Hi, thank you. Congratulations on the progress. Thank you for taking my question. Just two quick ones from me. For eulalimab combination study, could you talk a little bit about what you need to see on the efficacy front for this new study?

[Speaker 6]

And what are some of the external signals you're using to benchmark your gono go decision? And then as an additive question, in the second half, the Phase 2 PFS data from the DJ BIO study, just curious on how are you going to leverage that data moving forward and what you need to see there? Thank you very much for taking my question.

[Speaker 1]

Thank you for your question, Andres. I will direct your question to our Chief Medical Officer, Doctor. Phil Dannas.

[Speaker 3]

Thanks. And I will address the questions in order. And if I don't do so completely, please let's I'll make sure to address all of them. In terms of benchmarks for efficacy in our Phase 2, the sense the sense is that the comparison is KEYNOTE-one hundred and eighty nine where we know the median PFS is about 9 months, and we know the ORR can vary depending on the PD L1 expression.

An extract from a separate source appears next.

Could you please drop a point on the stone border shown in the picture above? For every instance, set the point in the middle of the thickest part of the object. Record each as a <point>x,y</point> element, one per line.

So basically what we're looking for is clinically meaningful improvements, incremental improvements that are clinically meaningful over the standard of care KEYNOTE-one hundred and eighty nine.

[Speaker 3]

Moreover, in our proposed Phase 2, we'll be assessing CD73 retrospectively and we will be focused heavily on whether or not the signals that we are seeing are predominantly in that CD73 positive group. Now in terms of external benchmarks, as the slide showed, we're very interested in outcomes from competitor studies because positive outcomes from these competitor studies will really validate the adenosine pathway. And these studies include studies with oleclimab that is being developed by AstraZeneca in earlier stages of disease, resectable disease, Stage 3 unresectable disease, excuse me, as well as antibodies, again CD39 and small molecules. So we think that this will help again propel the field forward, give us confidence in EULE in the pathway. And I think with the signal that we hope to see, from our study, from our proposed study with pembro chemo and with the TJ Biodoublet study that is in the CD73 selected population, we will get support for our hypothesis that it's the patients that have 5 CD73 expression that benefit most from EULE.

[Speaker 6]

Great. Thank you very much.

[Speaker 2]

Thank you. At this time,

[Operator]

we are no additional questions. And I'll hand the call back to Doctor. Sean Fu for closing remarks.

[Speaker 2]

Great. Thank you very much again for taking the time to join our call today. And as you can gather from the discussions and the presentations, we're very excited about the pipeline and the team is dedicated to continue to push the pipeline forward in the most efficient and the scientific way. And we look forward to updating you on our future progress. And if you have any follow-up questions, please reach out to Tyler Heller, our Head of Investor Relationships.

[Speaker 2]

Have a great day. You may now disconnect the call.

[Operator]

This will conclude today's conference. Thank you for your participation.